On February 27th at 7:30pm, a movie theater in Fayetteville will be showing a movie called Umamusume: Pretty Derby - Beginning of a New Era. The tickets are sold out. Welcome to 2026, the Year of the Horse.
Umamusume is the strangest cultural import of 2025. It shows how far anime has come in the west that something so profoundly Japanese can find an audience globally. Is it a good thing that more people are enjoying anime? Of course not, they are enjoying it in the wrong way for the wrong reasons.
Anime has become another venue at which one can examine the emergent clades of the Zoomer zeitgeist. We have hood weebs, troons, chuds, normgroids and they all have a different relationship with what is becoming a prominent medium for western youth. It goes without saying that network TV has no purchase on the young people. While streaming service-slop and youtube certainly eat up a large portion of screen time, anime has closed the gap.
In January the Kentucky Horse Park hosted the Uma No Kokoro exhibit at it’s museum. As part of the exhibit, person-sized cut outs of various Umamusume were displayed to the general American public.
There are a few Umamusume series and Cinderella Grey is the only one worth watching by my reckoning. Beneath the novelty of the premise there is a story worth telling. The Japanese are a detail oriented people with an appreciation for love, beauty and romance. Horse racing is a romantic tradition. What makes Uma work for me is how particular they really are about the way the whole thing works. This serves to elevate it past gacha crap into something with an earnestly artistic element.
Each series follows a particular Uma. As is tradition they are highschool students who also run races and sing little songs for their adoring fans. The first thing to understand is that the show will follow the real career of the corresponding race horse perfectly. They will run the same races in the same order against the same opponents with the same outcomes. Elements that cannot be transposed directly are carefully transformed into something else. Race horses typically race for three or so years before retiring based on their health. So follows that Umas need to drop in and out of the narrative as their careers begin and end relative to one another. They accomplish this by essentially placing any horse younger than the protagonist in purgatory in middle school with already “retired” horses in University purgatory so that they may linger about the academy. That being said the oldest Uma raced in the mid-70s while the youngest ones were active as recently as 2020 so the shows are best contextualized as essentially separate continuities.
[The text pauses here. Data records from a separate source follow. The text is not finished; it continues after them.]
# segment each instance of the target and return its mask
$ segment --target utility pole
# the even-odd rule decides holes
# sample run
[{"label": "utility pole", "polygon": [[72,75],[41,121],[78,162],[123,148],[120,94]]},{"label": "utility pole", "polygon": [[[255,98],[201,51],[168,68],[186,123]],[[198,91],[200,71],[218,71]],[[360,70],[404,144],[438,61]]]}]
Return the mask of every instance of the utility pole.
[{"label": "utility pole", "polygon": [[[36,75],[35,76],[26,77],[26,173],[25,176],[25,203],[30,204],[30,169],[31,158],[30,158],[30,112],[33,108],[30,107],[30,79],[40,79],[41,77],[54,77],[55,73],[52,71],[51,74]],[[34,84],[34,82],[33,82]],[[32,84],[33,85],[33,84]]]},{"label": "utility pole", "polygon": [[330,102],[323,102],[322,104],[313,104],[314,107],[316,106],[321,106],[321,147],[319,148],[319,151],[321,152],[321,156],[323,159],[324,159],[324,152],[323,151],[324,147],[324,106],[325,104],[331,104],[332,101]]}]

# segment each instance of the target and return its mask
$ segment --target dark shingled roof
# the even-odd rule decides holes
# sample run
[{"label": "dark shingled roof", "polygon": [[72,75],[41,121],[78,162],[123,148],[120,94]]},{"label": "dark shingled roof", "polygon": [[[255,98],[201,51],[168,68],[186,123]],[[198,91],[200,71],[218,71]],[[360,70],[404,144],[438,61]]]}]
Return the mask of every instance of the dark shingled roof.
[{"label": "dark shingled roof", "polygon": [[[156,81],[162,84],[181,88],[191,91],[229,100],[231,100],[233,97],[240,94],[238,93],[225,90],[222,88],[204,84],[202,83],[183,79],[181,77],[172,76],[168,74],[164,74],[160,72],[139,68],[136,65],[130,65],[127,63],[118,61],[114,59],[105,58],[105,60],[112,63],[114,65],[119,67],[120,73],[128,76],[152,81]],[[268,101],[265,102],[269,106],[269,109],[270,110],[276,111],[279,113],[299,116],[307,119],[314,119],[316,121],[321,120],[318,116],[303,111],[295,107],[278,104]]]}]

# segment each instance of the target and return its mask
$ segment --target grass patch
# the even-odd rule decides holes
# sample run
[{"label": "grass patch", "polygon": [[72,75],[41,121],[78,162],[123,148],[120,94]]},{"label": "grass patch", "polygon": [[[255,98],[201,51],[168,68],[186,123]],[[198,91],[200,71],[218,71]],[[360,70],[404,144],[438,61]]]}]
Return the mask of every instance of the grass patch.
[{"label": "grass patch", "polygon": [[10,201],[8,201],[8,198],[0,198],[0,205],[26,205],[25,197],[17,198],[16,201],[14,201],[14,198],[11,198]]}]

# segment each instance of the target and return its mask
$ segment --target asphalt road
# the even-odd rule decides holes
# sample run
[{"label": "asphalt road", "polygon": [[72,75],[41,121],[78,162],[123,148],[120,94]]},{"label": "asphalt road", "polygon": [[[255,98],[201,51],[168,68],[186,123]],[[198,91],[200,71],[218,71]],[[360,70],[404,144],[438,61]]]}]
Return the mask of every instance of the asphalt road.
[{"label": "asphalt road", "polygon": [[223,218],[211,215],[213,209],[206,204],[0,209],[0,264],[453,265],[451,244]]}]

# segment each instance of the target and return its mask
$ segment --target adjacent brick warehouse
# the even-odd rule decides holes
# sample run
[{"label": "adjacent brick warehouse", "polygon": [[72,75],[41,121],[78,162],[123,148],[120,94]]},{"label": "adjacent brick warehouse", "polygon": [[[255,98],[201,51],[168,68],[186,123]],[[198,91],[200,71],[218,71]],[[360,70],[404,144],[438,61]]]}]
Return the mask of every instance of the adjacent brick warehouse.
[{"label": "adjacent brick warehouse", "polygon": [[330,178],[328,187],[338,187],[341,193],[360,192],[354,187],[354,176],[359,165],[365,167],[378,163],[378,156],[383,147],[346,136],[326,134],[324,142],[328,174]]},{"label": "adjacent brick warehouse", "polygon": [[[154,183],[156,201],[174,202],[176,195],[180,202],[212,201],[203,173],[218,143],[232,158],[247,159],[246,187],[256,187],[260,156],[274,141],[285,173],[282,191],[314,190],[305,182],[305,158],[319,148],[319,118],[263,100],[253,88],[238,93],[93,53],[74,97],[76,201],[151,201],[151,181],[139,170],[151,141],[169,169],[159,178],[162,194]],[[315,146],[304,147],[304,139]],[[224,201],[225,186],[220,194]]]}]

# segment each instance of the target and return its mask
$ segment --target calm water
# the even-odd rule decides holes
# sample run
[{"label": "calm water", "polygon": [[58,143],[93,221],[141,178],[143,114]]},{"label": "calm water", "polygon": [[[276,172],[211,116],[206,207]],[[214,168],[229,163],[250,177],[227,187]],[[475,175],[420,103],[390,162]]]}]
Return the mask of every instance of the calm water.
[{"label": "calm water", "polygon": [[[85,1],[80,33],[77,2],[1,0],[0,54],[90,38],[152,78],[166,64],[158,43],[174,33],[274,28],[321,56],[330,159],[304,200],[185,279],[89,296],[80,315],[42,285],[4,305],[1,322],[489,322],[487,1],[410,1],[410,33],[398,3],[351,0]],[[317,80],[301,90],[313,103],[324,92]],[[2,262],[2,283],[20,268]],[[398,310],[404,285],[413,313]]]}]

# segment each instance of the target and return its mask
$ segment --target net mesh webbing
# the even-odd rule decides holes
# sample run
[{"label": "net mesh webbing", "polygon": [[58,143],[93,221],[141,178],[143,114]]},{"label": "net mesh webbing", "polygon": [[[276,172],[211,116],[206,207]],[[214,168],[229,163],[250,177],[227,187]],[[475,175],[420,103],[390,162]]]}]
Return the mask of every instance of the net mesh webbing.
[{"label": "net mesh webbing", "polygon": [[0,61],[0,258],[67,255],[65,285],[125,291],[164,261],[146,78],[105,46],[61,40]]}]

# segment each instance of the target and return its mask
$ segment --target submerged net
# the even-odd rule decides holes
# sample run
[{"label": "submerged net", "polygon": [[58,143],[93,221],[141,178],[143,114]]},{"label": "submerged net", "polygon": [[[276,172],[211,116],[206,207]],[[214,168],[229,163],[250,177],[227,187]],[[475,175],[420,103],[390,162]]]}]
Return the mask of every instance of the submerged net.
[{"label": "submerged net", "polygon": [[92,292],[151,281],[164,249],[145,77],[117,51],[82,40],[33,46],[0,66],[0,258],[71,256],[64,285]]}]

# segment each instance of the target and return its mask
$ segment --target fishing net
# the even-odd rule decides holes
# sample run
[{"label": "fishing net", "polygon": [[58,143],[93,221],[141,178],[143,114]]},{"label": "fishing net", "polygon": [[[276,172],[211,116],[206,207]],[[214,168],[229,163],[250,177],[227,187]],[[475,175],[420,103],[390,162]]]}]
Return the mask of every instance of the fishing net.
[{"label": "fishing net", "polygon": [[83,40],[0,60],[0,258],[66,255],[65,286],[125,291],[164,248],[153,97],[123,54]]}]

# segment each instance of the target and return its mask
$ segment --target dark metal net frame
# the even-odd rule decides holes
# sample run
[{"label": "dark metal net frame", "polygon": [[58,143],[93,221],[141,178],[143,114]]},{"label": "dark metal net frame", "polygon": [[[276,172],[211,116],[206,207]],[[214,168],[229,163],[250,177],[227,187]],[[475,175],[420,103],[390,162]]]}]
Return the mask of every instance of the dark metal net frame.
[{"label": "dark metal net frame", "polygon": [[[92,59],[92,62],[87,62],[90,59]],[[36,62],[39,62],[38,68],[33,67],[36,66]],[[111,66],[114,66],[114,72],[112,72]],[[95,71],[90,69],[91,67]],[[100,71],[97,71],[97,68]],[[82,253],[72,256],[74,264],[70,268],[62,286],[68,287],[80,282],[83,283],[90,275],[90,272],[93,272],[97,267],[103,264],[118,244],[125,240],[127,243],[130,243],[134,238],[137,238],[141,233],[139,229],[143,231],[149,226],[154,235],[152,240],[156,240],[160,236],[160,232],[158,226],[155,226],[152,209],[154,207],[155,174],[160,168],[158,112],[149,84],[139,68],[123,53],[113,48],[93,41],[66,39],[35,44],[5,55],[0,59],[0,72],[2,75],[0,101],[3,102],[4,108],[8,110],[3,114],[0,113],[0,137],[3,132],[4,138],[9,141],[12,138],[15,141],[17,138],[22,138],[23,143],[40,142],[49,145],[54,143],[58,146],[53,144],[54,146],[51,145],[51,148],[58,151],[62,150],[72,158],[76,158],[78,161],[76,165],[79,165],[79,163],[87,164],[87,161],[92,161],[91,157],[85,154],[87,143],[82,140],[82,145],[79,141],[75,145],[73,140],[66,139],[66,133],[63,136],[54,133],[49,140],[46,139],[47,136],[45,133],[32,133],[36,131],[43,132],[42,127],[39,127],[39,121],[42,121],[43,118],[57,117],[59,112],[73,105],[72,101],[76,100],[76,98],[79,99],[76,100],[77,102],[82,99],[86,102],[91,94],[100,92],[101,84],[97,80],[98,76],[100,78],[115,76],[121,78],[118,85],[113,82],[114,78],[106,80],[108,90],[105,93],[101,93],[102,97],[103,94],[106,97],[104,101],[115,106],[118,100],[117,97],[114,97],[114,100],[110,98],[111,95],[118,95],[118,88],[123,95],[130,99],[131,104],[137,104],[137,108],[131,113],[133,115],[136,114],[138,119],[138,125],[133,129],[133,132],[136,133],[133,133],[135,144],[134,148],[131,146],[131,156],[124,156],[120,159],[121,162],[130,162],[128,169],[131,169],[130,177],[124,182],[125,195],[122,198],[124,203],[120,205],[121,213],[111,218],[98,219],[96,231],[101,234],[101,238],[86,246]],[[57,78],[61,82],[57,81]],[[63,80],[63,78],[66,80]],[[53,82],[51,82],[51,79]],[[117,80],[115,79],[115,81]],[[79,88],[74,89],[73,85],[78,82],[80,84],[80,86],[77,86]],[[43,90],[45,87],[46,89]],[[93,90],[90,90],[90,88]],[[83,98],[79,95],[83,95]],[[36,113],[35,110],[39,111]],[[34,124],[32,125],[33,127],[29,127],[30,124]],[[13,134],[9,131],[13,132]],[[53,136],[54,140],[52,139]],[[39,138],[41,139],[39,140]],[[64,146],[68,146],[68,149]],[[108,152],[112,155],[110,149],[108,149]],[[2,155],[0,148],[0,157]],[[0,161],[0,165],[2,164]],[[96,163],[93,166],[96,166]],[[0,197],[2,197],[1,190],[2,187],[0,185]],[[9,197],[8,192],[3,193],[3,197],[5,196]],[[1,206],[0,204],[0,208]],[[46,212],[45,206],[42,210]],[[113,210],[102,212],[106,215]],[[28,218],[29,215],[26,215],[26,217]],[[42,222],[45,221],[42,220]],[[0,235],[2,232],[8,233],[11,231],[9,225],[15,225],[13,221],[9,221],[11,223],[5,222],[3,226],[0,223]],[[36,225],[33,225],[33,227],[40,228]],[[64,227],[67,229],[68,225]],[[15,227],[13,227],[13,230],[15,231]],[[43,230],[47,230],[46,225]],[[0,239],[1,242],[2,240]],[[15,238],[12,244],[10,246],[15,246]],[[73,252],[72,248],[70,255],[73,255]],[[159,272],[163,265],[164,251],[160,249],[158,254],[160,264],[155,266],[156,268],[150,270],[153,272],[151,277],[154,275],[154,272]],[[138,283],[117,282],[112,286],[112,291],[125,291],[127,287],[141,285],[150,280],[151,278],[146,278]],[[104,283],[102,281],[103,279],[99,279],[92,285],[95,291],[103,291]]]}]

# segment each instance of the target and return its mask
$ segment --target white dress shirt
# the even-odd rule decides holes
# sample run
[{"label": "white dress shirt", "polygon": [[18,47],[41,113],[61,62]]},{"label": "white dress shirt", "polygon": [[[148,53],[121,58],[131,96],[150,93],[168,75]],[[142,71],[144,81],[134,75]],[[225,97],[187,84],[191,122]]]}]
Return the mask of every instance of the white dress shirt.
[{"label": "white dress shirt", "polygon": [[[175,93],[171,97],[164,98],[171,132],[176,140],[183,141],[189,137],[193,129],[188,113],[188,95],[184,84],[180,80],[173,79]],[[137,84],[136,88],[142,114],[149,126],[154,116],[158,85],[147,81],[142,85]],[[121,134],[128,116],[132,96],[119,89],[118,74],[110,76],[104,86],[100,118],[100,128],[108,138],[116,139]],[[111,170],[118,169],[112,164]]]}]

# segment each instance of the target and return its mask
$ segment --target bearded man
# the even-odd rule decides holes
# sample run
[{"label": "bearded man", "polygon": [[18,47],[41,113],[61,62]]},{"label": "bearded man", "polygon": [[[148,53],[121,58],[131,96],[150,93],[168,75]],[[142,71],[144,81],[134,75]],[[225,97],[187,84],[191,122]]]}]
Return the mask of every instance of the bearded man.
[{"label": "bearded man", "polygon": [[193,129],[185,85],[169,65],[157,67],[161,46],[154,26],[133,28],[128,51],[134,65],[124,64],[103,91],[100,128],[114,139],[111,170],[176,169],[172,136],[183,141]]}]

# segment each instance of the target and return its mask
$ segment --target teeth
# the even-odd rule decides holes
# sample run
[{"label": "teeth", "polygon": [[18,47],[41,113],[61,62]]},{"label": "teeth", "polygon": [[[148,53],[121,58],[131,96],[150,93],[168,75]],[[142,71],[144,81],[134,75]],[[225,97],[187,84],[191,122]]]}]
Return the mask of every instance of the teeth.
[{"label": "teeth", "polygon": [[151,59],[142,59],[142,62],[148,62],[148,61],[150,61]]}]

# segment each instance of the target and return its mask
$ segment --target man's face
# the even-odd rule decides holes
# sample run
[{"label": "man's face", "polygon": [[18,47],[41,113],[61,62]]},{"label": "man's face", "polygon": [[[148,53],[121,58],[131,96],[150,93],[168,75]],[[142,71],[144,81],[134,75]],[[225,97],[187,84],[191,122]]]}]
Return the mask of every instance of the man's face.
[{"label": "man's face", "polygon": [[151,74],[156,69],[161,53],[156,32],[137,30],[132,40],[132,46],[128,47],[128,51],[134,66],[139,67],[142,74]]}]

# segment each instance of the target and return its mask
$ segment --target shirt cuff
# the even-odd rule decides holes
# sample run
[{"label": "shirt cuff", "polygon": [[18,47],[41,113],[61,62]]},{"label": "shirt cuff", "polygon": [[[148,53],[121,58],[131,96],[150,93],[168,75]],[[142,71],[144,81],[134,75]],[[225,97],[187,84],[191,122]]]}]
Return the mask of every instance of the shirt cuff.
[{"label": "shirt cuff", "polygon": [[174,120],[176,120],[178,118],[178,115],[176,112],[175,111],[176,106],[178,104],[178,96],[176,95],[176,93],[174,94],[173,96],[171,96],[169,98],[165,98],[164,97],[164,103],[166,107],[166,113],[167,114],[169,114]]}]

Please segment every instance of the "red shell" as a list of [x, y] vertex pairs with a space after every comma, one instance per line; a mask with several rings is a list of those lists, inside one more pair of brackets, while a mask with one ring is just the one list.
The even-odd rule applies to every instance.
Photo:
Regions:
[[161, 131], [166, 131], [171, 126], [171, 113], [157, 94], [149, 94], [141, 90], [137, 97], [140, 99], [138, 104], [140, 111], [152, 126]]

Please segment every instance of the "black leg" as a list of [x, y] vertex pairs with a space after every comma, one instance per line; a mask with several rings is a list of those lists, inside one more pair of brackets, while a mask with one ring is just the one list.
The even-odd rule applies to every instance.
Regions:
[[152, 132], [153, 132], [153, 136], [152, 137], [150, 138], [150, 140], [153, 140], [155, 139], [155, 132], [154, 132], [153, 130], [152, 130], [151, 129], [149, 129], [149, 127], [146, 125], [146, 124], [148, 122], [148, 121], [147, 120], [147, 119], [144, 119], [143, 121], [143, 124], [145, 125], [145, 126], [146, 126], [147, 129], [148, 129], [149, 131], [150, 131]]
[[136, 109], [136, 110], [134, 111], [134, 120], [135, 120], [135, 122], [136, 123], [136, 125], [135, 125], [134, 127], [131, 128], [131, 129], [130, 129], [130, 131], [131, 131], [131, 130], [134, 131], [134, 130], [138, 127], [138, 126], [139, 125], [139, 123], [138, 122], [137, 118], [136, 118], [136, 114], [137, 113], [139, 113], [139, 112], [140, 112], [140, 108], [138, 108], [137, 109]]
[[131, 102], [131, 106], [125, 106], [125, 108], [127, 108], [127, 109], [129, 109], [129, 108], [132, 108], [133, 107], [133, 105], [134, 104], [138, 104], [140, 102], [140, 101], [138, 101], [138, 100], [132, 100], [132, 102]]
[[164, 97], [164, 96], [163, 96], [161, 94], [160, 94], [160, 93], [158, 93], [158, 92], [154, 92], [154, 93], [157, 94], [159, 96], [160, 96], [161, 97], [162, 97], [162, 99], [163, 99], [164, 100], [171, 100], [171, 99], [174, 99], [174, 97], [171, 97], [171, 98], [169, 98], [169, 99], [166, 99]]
Cinderella Grey follows a horse named Oguri Cap, who raced in the late 80s. He was one of the most famous race horses in Japanese history, who built a legacy not only as a winning horse but as an under dog from rural Kasamatsu credited with reviving public interest in the sport. He was barred from racing the Japanese classics on a technicality. A rule which was later overturned as a result of public outcry which paved the way for later Hall of Fame inductees. His retirement race and final victory at the 1990 Arima Kinen may be greatest race in JRA history. From living in a stable with a leaky roof and hoof rot, to winning the biggest races in Tokyo his career was indeed a Cinderella story. One that really resonated with people. All this is to say, race horses are quixotic creatures whose careers are often as tumultuous, unpredictable and inspiring as any human athlete’s. Umamusume succeeds as a serious ambassador for these underappreciated beings, bringing their stories to the masses in a manner that is suitably beautiful, idealistic, and respectful. The earlier Uma series fail in this regard because they are frankly not serious enough about the subject matter.
I could go on about the impressive degree of detail and effort Cygames spends realizing the strange world of Uma, such as extra long telephones (to reach their horse ears), running lanes on roadways for jogging Umas, and a hundred more creative background gags. Trainers who are amalgams of the many real jockeys, trainers, and owners involved with the real horses. The detailed ruleset which informs the visual designs of the characters, including mismatching shoes for horses who suffered leg injuries, ear ornaments which indicate the gender of the real horse, color schemes representing the coat and racing silks, and so on. Individual story elements taken from anecdotes and details from the horses actual lives (Oguri’s hoof rot being represented as busted shoes in the first few episodes).
Uma is not a must watch and it won’t change your life. It’s there to shill waifus and take your money like any other gacha project. But, Oguri was one hell of a horse and if you can spare the time Cinderella Grey is a pretty good way to find out why.